Alternative Setup and Run Methods

Docker

This API can be dockerized for deployment, and a Dockerfile is included in the repository. Please note that you may need to edit the Dockerfile based on your specific setup and CUDA version installed.

Use the following commands to build and run the container:

Build a Docker container:

   docker build -t fastwhisperapi .

Run the container

   docker run -p 8000:8000 fastwhisperapi

Google Colab

Additionally, it is possible to run the API from a Google Colab environment using the Ngrok service. The Ngrok service will generate a random public URL that you can use to replace localhost in your project. For example, if the URL assigned is https://a3bd-34-171-99-34.ngrok-free.app, the transcription endpoint will be https://a3bd-34-171-99-34.ngrok-free.app/v1/transcriptions.
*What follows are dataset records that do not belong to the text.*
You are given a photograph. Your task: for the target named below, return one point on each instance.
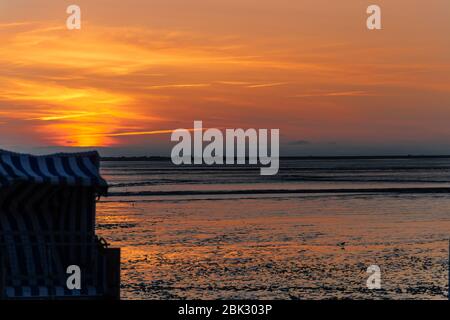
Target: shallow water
(284, 246)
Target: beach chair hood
(61, 169)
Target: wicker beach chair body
(47, 225)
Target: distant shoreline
(399, 157)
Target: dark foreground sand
(299, 247)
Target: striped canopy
(65, 169)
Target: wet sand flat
(280, 247)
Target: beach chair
(47, 227)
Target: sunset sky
(140, 68)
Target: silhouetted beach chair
(47, 224)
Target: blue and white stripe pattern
(79, 169)
(47, 222)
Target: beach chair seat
(47, 223)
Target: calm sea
(309, 232)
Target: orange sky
(141, 67)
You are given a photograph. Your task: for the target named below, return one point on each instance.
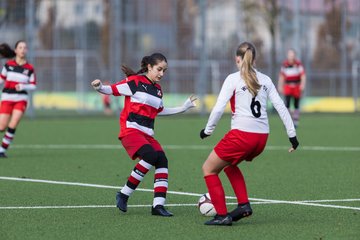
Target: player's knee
(148, 154)
(206, 169)
(162, 161)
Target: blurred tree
(105, 33)
(46, 30)
(186, 12)
(269, 11)
(329, 38)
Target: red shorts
(8, 106)
(293, 91)
(134, 141)
(237, 145)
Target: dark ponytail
(153, 59)
(6, 51)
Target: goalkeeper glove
(203, 134)
(294, 142)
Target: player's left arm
(302, 78)
(189, 103)
(284, 115)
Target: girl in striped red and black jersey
(143, 102)
(291, 83)
(18, 77)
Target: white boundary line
(174, 147)
(261, 201)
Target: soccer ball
(205, 206)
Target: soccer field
(61, 177)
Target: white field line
(174, 147)
(307, 203)
(99, 206)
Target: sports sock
(217, 193)
(160, 186)
(160, 179)
(137, 175)
(237, 181)
(296, 116)
(7, 139)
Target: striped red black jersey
(13, 74)
(292, 72)
(142, 104)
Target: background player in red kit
(291, 83)
(18, 77)
(143, 102)
(248, 91)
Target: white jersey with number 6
(249, 114)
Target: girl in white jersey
(248, 91)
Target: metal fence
(72, 42)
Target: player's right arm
(226, 92)
(117, 89)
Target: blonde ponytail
(247, 52)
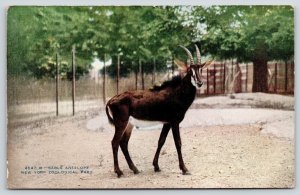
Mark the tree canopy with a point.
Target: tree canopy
(36, 34)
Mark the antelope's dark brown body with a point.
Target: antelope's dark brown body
(167, 103)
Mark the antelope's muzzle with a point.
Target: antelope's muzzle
(199, 83)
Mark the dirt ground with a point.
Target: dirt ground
(65, 153)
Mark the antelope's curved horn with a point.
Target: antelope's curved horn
(188, 53)
(198, 55)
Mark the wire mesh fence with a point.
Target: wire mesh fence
(31, 99)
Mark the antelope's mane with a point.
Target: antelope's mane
(173, 83)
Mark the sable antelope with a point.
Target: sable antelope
(167, 103)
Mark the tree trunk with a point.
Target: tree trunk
(260, 68)
(260, 75)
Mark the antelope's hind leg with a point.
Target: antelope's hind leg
(119, 131)
(177, 140)
(162, 138)
(124, 147)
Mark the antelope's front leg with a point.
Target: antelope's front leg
(162, 138)
(177, 140)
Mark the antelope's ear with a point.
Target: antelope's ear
(181, 65)
(206, 64)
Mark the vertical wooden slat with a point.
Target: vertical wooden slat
(275, 87)
(118, 73)
(56, 84)
(246, 86)
(73, 79)
(214, 78)
(104, 81)
(142, 74)
(153, 71)
(207, 82)
(136, 79)
(285, 76)
(224, 76)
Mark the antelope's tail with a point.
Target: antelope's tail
(110, 119)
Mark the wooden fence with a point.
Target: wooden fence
(231, 77)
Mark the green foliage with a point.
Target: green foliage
(37, 34)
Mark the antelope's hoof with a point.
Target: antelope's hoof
(119, 173)
(136, 171)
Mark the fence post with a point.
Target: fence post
(292, 75)
(142, 74)
(215, 78)
(275, 85)
(224, 76)
(153, 71)
(118, 73)
(207, 82)
(56, 84)
(285, 77)
(73, 79)
(136, 78)
(246, 86)
(104, 82)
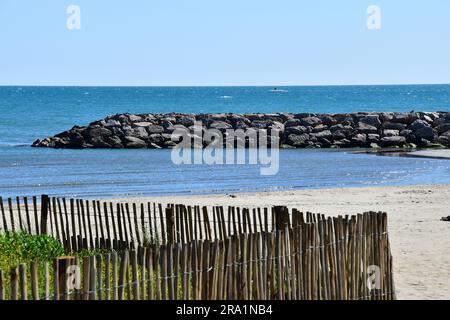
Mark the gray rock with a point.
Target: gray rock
(366, 128)
(220, 125)
(372, 120)
(444, 127)
(326, 134)
(134, 118)
(372, 137)
(98, 142)
(155, 129)
(186, 121)
(393, 126)
(134, 143)
(99, 132)
(115, 142)
(328, 120)
(142, 124)
(310, 121)
(359, 140)
(293, 123)
(298, 140)
(112, 123)
(295, 130)
(427, 133)
(139, 132)
(336, 127)
(418, 124)
(390, 133)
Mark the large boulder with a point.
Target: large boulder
(220, 125)
(155, 129)
(359, 140)
(393, 141)
(298, 140)
(296, 130)
(366, 128)
(444, 127)
(393, 126)
(418, 124)
(134, 143)
(310, 121)
(427, 133)
(372, 120)
(98, 132)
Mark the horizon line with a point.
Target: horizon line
(227, 86)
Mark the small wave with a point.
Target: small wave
(13, 144)
(279, 90)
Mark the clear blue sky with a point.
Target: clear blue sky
(224, 42)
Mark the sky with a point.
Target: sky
(224, 42)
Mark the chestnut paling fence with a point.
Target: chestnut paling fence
(184, 252)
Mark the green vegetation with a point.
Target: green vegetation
(21, 247)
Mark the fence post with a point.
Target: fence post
(281, 217)
(64, 263)
(44, 213)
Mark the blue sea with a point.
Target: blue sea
(28, 113)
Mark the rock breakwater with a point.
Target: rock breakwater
(304, 130)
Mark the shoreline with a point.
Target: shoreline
(419, 240)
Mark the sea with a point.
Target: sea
(28, 113)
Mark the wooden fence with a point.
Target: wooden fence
(324, 258)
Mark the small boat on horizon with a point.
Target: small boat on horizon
(278, 90)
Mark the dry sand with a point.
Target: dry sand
(420, 242)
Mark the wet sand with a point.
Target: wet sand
(420, 242)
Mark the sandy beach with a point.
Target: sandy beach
(420, 242)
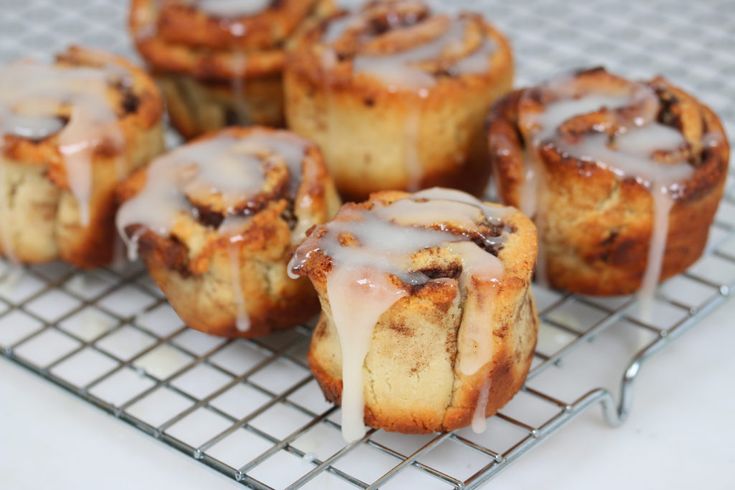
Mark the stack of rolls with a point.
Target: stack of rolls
(220, 62)
(396, 96)
(69, 131)
(216, 221)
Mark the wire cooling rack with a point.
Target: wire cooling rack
(250, 409)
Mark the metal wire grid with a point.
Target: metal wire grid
(250, 409)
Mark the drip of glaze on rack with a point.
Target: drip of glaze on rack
(630, 154)
(371, 253)
(232, 168)
(404, 70)
(41, 101)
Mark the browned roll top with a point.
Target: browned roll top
(181, 36)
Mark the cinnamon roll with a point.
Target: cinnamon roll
(219, 62)
(396, 96)
(69, 131)
(216, 221)
(623, 177)
(428, 323)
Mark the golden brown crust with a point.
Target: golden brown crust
(598, 227)
(363, 123)
(193, 265)
(412, 380)
(44, 221)
(217, 72)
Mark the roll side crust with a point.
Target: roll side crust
(362, 124)
(412, 382)
(44, 215)
(599, 226)
(212, 78)
(193, 266)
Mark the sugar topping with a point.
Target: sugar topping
(374, 252)
(410, 66)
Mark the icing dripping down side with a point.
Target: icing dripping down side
(479, 419)
(32, 98)
(232, 168)
(372, 252)
(629, 155)
(239, 65)
(6, 217)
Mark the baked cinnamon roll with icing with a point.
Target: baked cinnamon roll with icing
(219, 62)
(69, 131)
(623, 177)
(396, 96)
(428, 323)
(216, 222)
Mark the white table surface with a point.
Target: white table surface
(679, 436)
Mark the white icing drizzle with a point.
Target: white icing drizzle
(414, 165)
(367, 278)
(232, 167)
(242, 321)
(31, 96)
(229, 9)
(6, 217)
(239, 65)
(479, 418)
(629, 156)
(227, 164)
(401, 70)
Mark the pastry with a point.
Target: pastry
(623, 177)
(216, 221)
(428, 323)
(219, 62)
(69, 131)
(396, 96)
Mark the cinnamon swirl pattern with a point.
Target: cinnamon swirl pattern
(219, 62)
(428, 323)
(623, 177)
(69, 132)
(396, 96)
(216, 221)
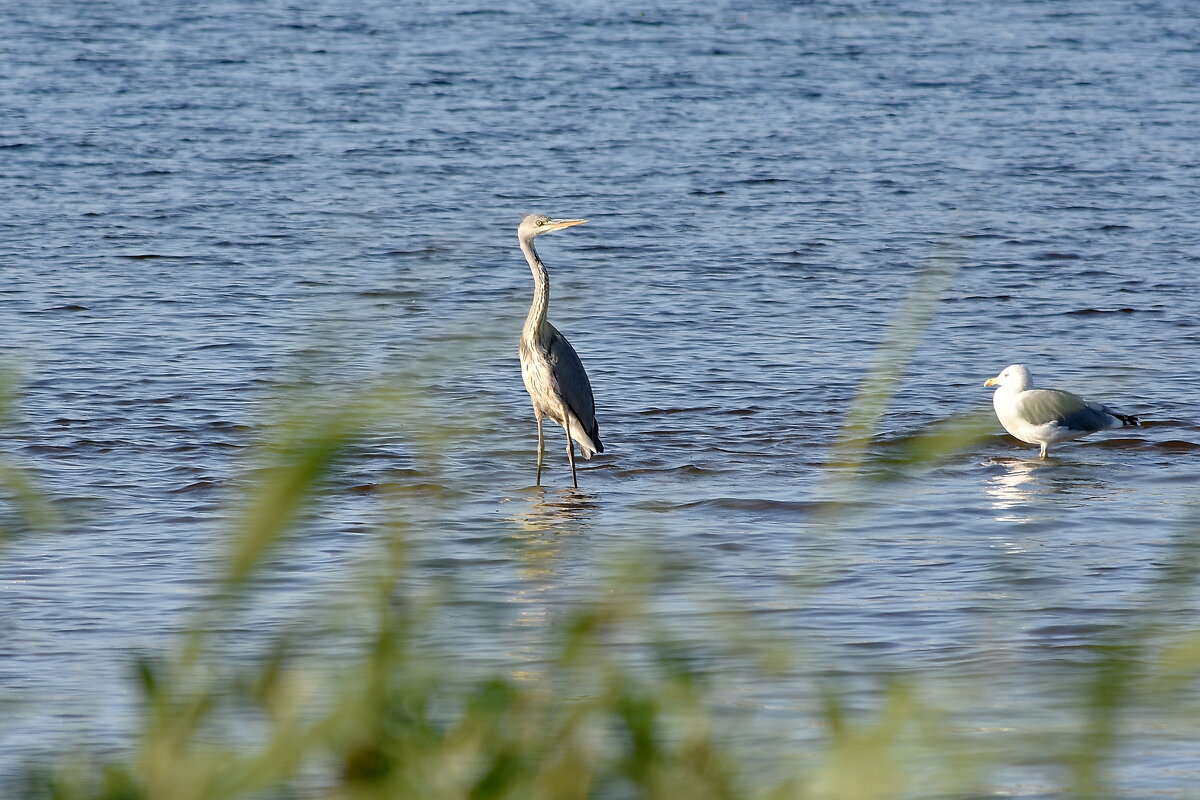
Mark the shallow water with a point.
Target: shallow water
(203, 203)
The Jupyter Notebook for running the API in Colab is also included in the repository. Open In Colab

Parameters

  • file: A list of audio files to transcribe. This is a required parameter.
  • model: The size of the model to use for transcription. This is an optional parameter. The options are 'large', 'medium', 'small', 'base', 'tiny'. Default is 'base'.
  • language: This parameter specifies the language of the audio files. It is optional, with accepted values being lowercase ISO-639-1 format (e.g., 'en' for English). If not provided, the system will automatically detect the language.
  • initial_prompt: This optional parameter provides an initial prompt to guide the model's transcription process. It can be used to pass a dictionary of the correct spellings of words and to provide context for better understanding speech, thus maintaining a consistent writing style.
  • vad_filter: Whether to apply a voice activity detection filter. This is an optional parameter. Default is False.
  • min_silence_duration_ms: The minimum duration of silence to be considered as a pause. This is an optional parameter. Default is 1000.
  • response_format: The format of the response. This is an optional parameter. The options are 'text', 'verbose_json'. Default is 'text'.
  • timestamp_granularities: The granularity of the timestamps. This is an optional parameter. The options are 'segment', 'word'. Default is 'segment'. This is a string and not an array like the OpenAI API, and the timestamps will be returned only if the response_format is set to verbose_json.

Example curl request

You can use the following curl command to send a POST request to the /v1/transcriptions endpoint:

curl -X POST "http://localhost:8000/v1/transcriptions" \
-H  "accept: application/json" \
-H  "Content-Type: multipart/form-data" \
-F "[email protected];type=audio/wav" \
-F "[email protected];type=audio/wav" \
-F "model=base" \
-F "language=en" \
-F "initial_prompt=RoBERTa, Mixtral, Claude 3, Command R+, LLama 3." \
-F "vad_filter=False" \
-F "min_silence_duration_ms=1000" \
-F "response_format=text" \
-F "timestamp_granularities=segment"

Endpoints

  • /: Redirects to the /docs endpoint, which provides a Swagger UI for interactive exploration of the API. You can call and test the API directly from your browser.
  • /info: Provides information about the device used for transcription and the parameters.
  • /v1/transcriptions: API designed to transcribe audio files.

Acknowledgements

This project was made possible thanks to:

  • Faster Whisper: For providing the transcription model used in this project.
  • FastAPI: For the web framework used to build the API.
  • AI Anytime: For inspiring this project.

Support

If you find this project helpful and would like to support its development, there are several ways you can contribute:

  • Support: Consider donate to support my work.
  • Contribute: If you're a developer, feel free to contribute to the project by submitting pull requests or opening issues.
  • Spread the Word: Share this project with others who might find it useful.

Your support means a lot and helps keep this project going. Thank you for your contribution!

License

This project is licensed under the Apache License 2.0.